Newbie Gets Confused

A relatively younger developer got tasked with doing some performance tests on a lot of new code. First task was to get a lot of data ready for the new code to operate on. Two weeks went by. He was still working on the script. During that time, I had a similar task. Luckily I have some experience in this department. So I generated the data, ran some small tests, then executed the big test.

On the third week, the developer came to me for some help. He said his code was slow. So he decided to dynamically drop all the triggers on the table he was working with. He wanted to issue an ALTER TABLE command from his script, which consisted of one large PL/SQL block. Of course it was not working. I told him you can't just drop a DDL statement in the middle of that block. You can only do that for DML. However you can run the DDL inside an EXECUTE IMMEDIATE. He seemed happy.

Later the same guy came back and said he was still having problems. The error indicated that the table he was trying to access did not exist. Well I told him that the table is most likely there. But he was running the script as a different user. I thought there was a public synonym which should have let his script resolve the table name. The guy was in a hurry.

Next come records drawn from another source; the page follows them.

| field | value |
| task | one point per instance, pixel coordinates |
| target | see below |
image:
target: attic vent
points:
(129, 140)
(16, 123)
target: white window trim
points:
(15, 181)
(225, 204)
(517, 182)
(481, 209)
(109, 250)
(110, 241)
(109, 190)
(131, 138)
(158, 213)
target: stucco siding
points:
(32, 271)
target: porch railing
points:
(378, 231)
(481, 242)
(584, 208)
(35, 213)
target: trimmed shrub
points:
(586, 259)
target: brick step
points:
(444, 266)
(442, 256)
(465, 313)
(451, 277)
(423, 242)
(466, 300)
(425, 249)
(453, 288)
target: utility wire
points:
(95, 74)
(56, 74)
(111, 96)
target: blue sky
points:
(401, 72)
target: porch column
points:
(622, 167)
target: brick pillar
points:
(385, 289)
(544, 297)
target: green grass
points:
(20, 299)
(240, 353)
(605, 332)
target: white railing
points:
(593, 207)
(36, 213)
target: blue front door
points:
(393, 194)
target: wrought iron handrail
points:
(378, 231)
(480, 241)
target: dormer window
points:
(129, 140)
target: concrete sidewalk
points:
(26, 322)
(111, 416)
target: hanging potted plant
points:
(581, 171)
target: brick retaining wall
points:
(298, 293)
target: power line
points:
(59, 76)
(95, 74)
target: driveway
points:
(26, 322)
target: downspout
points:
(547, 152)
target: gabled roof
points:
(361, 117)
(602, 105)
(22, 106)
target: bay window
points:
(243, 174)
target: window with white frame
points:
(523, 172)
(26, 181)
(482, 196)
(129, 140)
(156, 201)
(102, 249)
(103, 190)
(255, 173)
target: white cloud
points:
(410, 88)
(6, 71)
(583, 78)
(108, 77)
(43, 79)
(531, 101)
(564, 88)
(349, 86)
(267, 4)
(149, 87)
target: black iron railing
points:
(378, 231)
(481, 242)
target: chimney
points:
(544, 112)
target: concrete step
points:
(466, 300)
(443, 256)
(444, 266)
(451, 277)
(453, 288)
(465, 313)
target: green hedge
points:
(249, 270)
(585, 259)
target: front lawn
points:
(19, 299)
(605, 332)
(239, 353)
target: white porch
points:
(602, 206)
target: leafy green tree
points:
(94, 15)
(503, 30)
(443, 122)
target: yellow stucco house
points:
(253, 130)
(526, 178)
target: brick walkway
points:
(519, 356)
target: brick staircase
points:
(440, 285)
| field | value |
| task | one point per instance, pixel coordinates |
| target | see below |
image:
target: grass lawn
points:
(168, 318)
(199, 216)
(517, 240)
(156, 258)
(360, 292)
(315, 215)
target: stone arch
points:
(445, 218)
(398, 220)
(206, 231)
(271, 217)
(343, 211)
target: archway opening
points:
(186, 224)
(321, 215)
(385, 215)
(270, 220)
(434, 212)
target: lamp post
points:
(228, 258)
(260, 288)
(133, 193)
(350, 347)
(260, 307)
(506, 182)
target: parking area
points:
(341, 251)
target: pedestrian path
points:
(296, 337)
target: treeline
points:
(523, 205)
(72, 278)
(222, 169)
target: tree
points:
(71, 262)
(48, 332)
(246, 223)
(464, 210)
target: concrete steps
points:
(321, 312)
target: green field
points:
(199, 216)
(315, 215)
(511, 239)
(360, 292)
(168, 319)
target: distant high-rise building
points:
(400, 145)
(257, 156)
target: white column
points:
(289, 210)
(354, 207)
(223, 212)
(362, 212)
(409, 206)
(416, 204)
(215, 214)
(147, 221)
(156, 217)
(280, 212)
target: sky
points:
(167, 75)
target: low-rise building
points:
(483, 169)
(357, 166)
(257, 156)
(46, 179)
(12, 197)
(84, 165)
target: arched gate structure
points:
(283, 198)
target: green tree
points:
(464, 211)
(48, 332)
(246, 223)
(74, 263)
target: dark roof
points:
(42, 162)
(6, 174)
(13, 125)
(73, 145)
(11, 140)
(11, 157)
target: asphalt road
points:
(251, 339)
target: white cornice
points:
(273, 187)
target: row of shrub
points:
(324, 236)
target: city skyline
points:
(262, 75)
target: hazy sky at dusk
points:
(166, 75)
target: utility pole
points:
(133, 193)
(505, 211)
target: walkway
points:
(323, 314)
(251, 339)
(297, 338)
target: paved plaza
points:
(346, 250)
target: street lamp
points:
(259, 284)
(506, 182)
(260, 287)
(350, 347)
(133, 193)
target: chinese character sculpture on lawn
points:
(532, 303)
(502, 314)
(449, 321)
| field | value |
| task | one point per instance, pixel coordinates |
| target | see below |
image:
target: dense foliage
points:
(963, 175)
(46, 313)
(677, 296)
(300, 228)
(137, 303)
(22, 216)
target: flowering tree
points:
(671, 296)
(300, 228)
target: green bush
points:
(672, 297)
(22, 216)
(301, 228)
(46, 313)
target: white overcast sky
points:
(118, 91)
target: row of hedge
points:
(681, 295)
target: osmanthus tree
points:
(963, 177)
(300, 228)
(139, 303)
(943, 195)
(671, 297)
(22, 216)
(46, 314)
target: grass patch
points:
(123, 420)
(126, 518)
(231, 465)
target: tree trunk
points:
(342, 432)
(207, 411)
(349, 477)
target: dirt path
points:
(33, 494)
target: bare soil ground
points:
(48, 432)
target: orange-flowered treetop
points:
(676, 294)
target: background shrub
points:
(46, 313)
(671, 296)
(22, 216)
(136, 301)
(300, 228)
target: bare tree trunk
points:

So I told him he could qualify the table name with the schema name prepended. That got him a bit further.

The problems this guy was running into stemmed from some lack of knowledge. And experience is the best teacher here. He had a lot more pain. For some reason he chose the wrong type for one parameter he was passing. Then when he used the variable of wrong type, Oracle needed to convert the value, causing it to not use the index that was needed to make everything fast. Ah this should not be this hard.

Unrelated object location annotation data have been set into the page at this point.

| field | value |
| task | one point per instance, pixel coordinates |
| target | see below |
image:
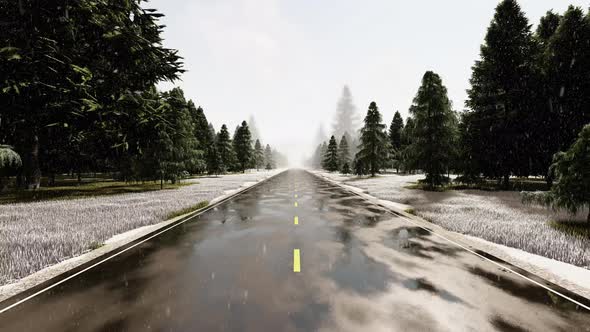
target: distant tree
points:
(345, 169)
(9, 160)
(214, 162)
(343, 151)
(502, 94)
(395, 139)
(331, 157)
(268, 158)
(254, 132)
(243, 146)
(346, 119)
(225, 149)
(567, 65)
(258, 155)
(572, 173)
(373, 148)
(435, 129)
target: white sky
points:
(285, 62)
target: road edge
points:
(27, 287)
(475, 247)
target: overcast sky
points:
(286, 61)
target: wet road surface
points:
(361, 269)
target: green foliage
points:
(373, 150)
(190, 209)
(330, 162)
(502, 94)
(243, 146)
(343, 152)
(571, 192)
(225, 149)
(269, 158)
(258, 155)
(435, 129)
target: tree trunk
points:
(506, 183)
(33, 171)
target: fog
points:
(285, 63)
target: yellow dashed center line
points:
(296, 261)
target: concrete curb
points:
(15, 292)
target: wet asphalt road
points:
(362, 269)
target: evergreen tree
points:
(346, 120)
(214, 162)
(268, 158)
(395, 131)
(568, 66)
(373, 148)
(571, 191)
(502, 93)
(331, 156)
(435, 129)
(343, 152)
(243, 146)
(395, 139)
(258, 155)
(225, 149)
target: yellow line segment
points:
(296, 261)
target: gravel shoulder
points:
(37, 236)
(496, 222)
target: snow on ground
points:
(498, 216)
(40, 234)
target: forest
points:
(527, 115)
(78, 94)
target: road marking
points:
(296, 261)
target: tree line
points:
(529, 99)
(78, 94)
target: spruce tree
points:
(435, 129)
(331, 156)
(343, 152)
(243, 146)
(268, 158)
(395, 138)
(258, 155)
(373, 152)
(224, 149)
(346, 120)
(502, 93)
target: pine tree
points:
(346, 120)
(268, 158)
(568, 67)
(435, 129)
(225, 149)
(258, 155)
(502, 93)
(331, 156)
(343, 152)
(243, 146)
(571, 191)
(373, 148)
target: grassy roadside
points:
(66, 191)
(580, 229)
(189, 209)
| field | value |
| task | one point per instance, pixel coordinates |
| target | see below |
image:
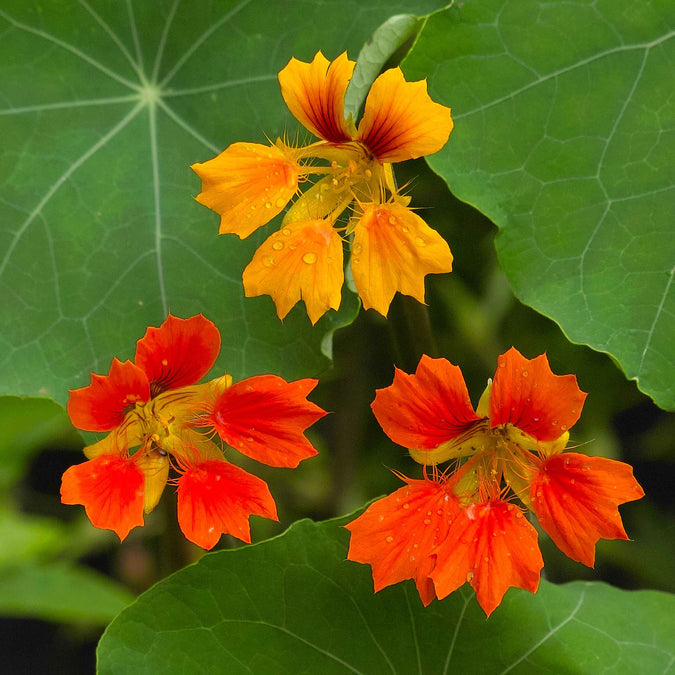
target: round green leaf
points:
(565, 138)
(104, 106)
(294, 605)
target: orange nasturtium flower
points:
(461, 525)
(392, 248)
(158, 418)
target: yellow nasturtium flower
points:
(392, 248)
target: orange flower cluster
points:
(158, 417)
(461, 525)
(392, 248)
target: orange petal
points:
(301, 261)
(110, 488)
(216, 497)
(248, 184)
(178, 353)
(400, 121)
(264, 418)
(315, 92)
(393, 250)
(102, 405)
(576, 497)
(527, 394)
(425, 409)
(397, 534)
(491, 546)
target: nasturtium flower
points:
(158, 418)
(468, 522)
(350, 167)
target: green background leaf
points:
(104, 107)
(565, 138)
(294, 605)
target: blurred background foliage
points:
(69, 579)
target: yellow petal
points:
(315, 92)
(393, 250)
(400, 121)
(155, 468)
(301, 261)
(248, 184)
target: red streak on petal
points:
(576, 499)
(178, 353)
(264, 418)
(216, 497)
(102, 405)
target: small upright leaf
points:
(565, 138)
(294, 605)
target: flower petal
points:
(178, 353)
(397, 534)
(110, 488)
(301, 261)
(216, 497)
(527, 394)
(400, 121)
(264, 417)
(492, 547)
(248, 184)
(426, 409)
(315, 92)
(393, 250)
(576, 497)
(102, 405)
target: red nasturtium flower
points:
(158, 417)
(462, 525)
(392, 248)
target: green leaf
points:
(104, 107)
(60, 592)
(565, 138)
(294, 605)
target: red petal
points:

New World for the Data Engineer

I read an article on how to become a data engineer. It is interesting to see all the tools you would need to know. Obviously you need to know SQL. But you should also know Python? Since everything is in the cloud these days, you should know a vendor or two (AWS or Azure). Of course there is the whole NoSQL movement along with obligatory Big Data.

It seems there are a lot of Apache products ripe for the Big Data universe. There is Apache Kafka for messaging. Hadoop lets you do jobs where stuff is stored on disk (HDFS). Spark let's you run the jobs and store results in memory. There is also a Druid I have not heard about previously that is for real time.

In addition to the article I read, there is a Hacker News follow up discussion. There the cutting edge crew says Hadoop and Spark are already legacy. Kafka, RedShift, and a host of other technologies replace them. Man, even in the database world, things move fast.